Credit Card Fraud Detection in Python using deep learning

In this Tutorial, we will learn how to use Python and Deep Learning on CSV file and SMOTE method to convert imbalance data into balance data.

Credit Card Fraud Detection using Logistic regression, Naive Bayes regression, Random forest regression, Decision Tree Regression, Artificial neural network, and Convolutional neural network in Python.

In Machine Learning and Data Science, we often come across a term called Imbalanced Data Distribution, it happens when observations in one of the classes are much higher or lower than the other classes. examples such as Fraud Detection, Anomaly Detection, etc.

WHAT IS SMOTE? :

There are mainly two methods such as SMOTE and Near Miss Algorithm that are useful in the imbalance dataset to convert it in balance dataset so here we are using smote which stands for SMOTE (synthetic minority oversampling technique). It aims to balance class distribution by randomly replicating the minority class and make dataset's shape same for example, if I have two classes 1 and 2 if 2 is minority class then smote will randomly replicate the data and make them same like 1 = 10000 and 2 = 200 then after applying smote both classes will have same values 1 = 10000 and 2 = 10000.

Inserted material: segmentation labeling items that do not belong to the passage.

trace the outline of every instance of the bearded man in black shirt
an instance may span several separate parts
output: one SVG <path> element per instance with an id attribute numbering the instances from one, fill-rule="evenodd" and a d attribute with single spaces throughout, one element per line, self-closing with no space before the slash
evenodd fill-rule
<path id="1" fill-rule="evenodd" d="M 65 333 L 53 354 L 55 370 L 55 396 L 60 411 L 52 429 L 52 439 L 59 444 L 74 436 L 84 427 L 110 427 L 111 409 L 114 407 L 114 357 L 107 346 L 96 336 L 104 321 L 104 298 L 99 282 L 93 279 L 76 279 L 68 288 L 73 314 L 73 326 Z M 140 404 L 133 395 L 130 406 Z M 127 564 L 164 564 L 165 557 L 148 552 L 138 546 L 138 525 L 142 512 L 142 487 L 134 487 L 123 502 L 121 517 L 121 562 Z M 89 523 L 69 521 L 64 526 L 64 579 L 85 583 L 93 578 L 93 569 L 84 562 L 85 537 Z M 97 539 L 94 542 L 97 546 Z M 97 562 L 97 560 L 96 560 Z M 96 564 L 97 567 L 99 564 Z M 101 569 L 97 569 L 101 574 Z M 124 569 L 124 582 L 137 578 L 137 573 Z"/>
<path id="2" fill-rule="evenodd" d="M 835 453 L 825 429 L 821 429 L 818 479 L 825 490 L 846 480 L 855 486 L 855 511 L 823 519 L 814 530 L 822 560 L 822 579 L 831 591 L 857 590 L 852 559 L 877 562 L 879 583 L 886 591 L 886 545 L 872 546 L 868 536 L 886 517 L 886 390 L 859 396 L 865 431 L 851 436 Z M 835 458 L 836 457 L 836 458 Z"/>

if you want to learn more then the below link is great. it includes how to use smote on regression and also on the classification.

Dataset = https://drive.google.com/file/d/18CESTWFo6l1vTlWPGvL2ZmrqDUS_ICoD/view?usp=sharing

STEP:1 First we are going to some preprocessing on the data

BEFORE APPLYING SMOTE:-

#below code are used directly on the dataset we haven't applied smote for imbalanced data
#becoz the dataset is hugely imbalanced

import pandas as pd
train_df = pd.read_csv("/kaggle/input/creditcard.csv")
X = train_df.drop(columns={'Class'})
y = train_df['Class']

from sklearn.model_selection import train_test_split
X_train, X_test, y_train, y_test = train_test_split(X, y, test_size=0.2, random_state=0)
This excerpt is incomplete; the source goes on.